Das 145 denúncias, Manaus registrou mais da metade dos casos. Um total de 116 violações de direitos humanos contra a população de Lésbicas, Gays, Bissexuais e Transexuais (LGBT). Os dados também apontam que 13 homicídios ligados a violência contra homossexuais foram noticiados na imprensa amazonense.

Parada Gay
O evento Parada do Orgulho LGBT que será realizado no dia 16 de setembro deste ano vai intensificar as campanhas de conscientização sobre os direitos humanos e sociais e promover movimentos contra a homofobia.

Além de chamar a atenção sobre a importância da prevenção as Doenças Sexualmente Transmissíveis (DST/Aids), a edição deste ano traz o tema "Homofobia tem solução: educação e criminalização".

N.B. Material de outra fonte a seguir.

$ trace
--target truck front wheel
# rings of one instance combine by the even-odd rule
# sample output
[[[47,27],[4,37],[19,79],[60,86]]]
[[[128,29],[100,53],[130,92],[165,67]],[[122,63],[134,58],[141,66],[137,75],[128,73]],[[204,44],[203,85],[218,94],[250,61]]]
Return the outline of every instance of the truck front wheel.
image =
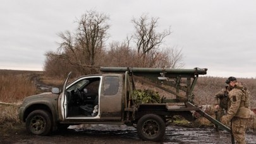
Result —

A representante da Associação da Parada do Orgulho Lésbico, Gay, Bissexual e Travesti, Bruna La Close, reforça que a questão precisa ser acompanhada e discutida pelas autoridades, bem como no ambiente escolar.

"Nós verificamos que os índices de violência são altos. A demanda de gays que procuram por ajuda é grande. Vamos cobrar os órgãos de segurança. Queremos que se fale mais sobre homossexualidade nas escolas", disse. "Também queremos a votação do projeto que criminaliza a homofobia", completa.

A coordenação espera um público de 200 mil pessoas. As manifestações aconteceriam no dia 10 de junho, mas foram adiadas. A decisão foi uma medida solidária às vítimas da cheia dos rios no Amazonas, segundo a organizadora. A Parada anterior reuniu cerca de 120 mil pessoas, segundo estimativas da Polícia Militar.

Legislação

Tramita no Senado, aguardando votação, o Projeto de Lei da Câmara dos Deputados 122 de 2006 (PLC 122/2006 ou PL 122) que tem por objetivo criminalizar a homofobia no Brasil.

A proposta começou a tramitar na Câmara em 2001 e foi aprovado pelos deputados em 2006. A PLC tipifica crimes de discriminação por gênero, sexo e orientação sexual ou identidade de gênero e iguala os crimes ao racismo.

O projeto encontra-se na Comissão de Direitos Humanos do Senado Federal do Brasil, sob a relatoria da senadora Marta Suplicy (PT -SP). A bancada religiosa é contra a proposta.